The point in this whole idea that get’s sticky for some is determining the frequency of hardware iterations. Sony and Microsoft could very well do everything I just described but still do it on a five or six-year cycle. That would be fine with me as long as I know the console games I buy in 2016 are still playable on the iterations that come out 10 years later. However, with x86 there’s also less keeping manufacturers from iterating on two or three-year cycles. It could be to stay ahead of phone hardware and keep pace with PC hardware. The important aspect people need to understand is that developers wouldn’t dare leave behind the install base of a two-year-old console like the PS4 with an install base of 30 million users. It’s why we get cross-generation games when new consoles come out. Even on PC and mobile developers put the most effort into supporting the most popular hardware, not the most advanced hardware.
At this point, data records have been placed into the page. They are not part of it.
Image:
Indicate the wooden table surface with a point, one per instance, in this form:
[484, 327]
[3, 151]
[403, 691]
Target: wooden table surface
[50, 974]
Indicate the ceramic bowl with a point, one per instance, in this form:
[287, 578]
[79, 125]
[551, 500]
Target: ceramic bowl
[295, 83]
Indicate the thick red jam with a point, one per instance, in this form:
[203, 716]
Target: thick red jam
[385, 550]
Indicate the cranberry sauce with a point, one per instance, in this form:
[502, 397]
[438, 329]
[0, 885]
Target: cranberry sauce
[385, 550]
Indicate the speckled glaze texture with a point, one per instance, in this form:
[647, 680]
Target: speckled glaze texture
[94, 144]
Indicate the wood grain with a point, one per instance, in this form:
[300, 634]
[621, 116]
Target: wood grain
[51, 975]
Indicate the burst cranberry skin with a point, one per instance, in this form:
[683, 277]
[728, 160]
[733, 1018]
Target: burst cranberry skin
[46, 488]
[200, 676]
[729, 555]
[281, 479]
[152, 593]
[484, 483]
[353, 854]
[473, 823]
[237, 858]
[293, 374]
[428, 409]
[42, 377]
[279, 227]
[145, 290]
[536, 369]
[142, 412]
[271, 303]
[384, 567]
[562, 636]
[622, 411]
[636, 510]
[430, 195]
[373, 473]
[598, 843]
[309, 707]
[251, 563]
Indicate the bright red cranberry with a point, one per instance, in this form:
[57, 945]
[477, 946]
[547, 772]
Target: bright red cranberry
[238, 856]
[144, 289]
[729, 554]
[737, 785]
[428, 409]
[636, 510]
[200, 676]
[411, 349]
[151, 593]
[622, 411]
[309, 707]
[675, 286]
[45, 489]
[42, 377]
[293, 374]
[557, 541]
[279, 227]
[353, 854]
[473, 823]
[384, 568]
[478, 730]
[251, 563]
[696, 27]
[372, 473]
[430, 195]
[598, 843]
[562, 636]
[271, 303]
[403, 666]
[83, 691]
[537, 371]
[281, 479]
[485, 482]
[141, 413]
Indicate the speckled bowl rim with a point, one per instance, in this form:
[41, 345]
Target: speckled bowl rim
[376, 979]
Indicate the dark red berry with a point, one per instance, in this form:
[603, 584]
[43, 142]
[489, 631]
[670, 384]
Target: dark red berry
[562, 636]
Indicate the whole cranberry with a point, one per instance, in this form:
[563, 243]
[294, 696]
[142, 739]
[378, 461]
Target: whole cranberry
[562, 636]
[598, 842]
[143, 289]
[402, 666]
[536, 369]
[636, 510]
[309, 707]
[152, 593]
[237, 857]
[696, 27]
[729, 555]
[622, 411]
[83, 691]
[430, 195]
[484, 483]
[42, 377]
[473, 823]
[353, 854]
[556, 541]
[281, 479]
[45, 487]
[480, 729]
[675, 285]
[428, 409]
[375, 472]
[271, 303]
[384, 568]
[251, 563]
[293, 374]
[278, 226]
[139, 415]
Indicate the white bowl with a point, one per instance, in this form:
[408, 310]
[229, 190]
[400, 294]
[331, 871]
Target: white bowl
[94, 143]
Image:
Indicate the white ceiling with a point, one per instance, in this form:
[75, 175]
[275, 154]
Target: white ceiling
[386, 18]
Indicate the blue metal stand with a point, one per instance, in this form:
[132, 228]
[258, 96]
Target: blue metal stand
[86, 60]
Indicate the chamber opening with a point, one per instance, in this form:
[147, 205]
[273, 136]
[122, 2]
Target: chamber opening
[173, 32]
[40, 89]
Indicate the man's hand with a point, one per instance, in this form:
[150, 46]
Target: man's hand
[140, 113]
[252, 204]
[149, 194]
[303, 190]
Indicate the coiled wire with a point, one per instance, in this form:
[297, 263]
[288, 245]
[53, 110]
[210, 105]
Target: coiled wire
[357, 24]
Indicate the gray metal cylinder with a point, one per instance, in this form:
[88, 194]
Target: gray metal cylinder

Quicker iterations of hardware would simply give enthusiast users the option to run the same software more smoothly or with higher image quality.

I have to admit however that iterative consoles are at a disadvantage compared to phones or computers. One reason this system works well with phones is because smartphones don’t have direct high-end competition. They’re currently the most powerful and versatile devices you can carry in your pocket. Tablet shipments on the other hand are starting to flag. This might be because of the increasing competition and comparisons between tablets and laptops. Apple keeps trying to push iPad as the thing that will replace your laptop, but in the context of that kind of usage it seems like people would rather just go for the MacBook’s increased functionality. At the same time newer and larger smartphones can pretty much do what tablets do. There’s not much that only a tablet can do, thus it’s becoming a middle-ground device. Game consoles are now looking to be in a similar position, caught between the simplicity of smartphones and the increased functionality of PCs. With PCs that can now connect to TVs and game controllers there’s not much left that only a console can do. Microsoft is heading headfirst into this realization with the idea that it might bring its first party exclusives to Windows.

I still think however that the mass market will still mostly choose the relatively simple $400 box to the $800 or $1100 PC. As someone who uses a PC connected to a TV every day, I can still say there’s a tangible usability gap between living room entertainment on a PC versus operating a console. More technology will almost certainly emerge to close that gap — the Steam Controller is a major step in that endeavor, but for the average person I still think a console is worthwhile. A newer version coming out two years later won’t necessarily invalidate that console if it still get’s developer support.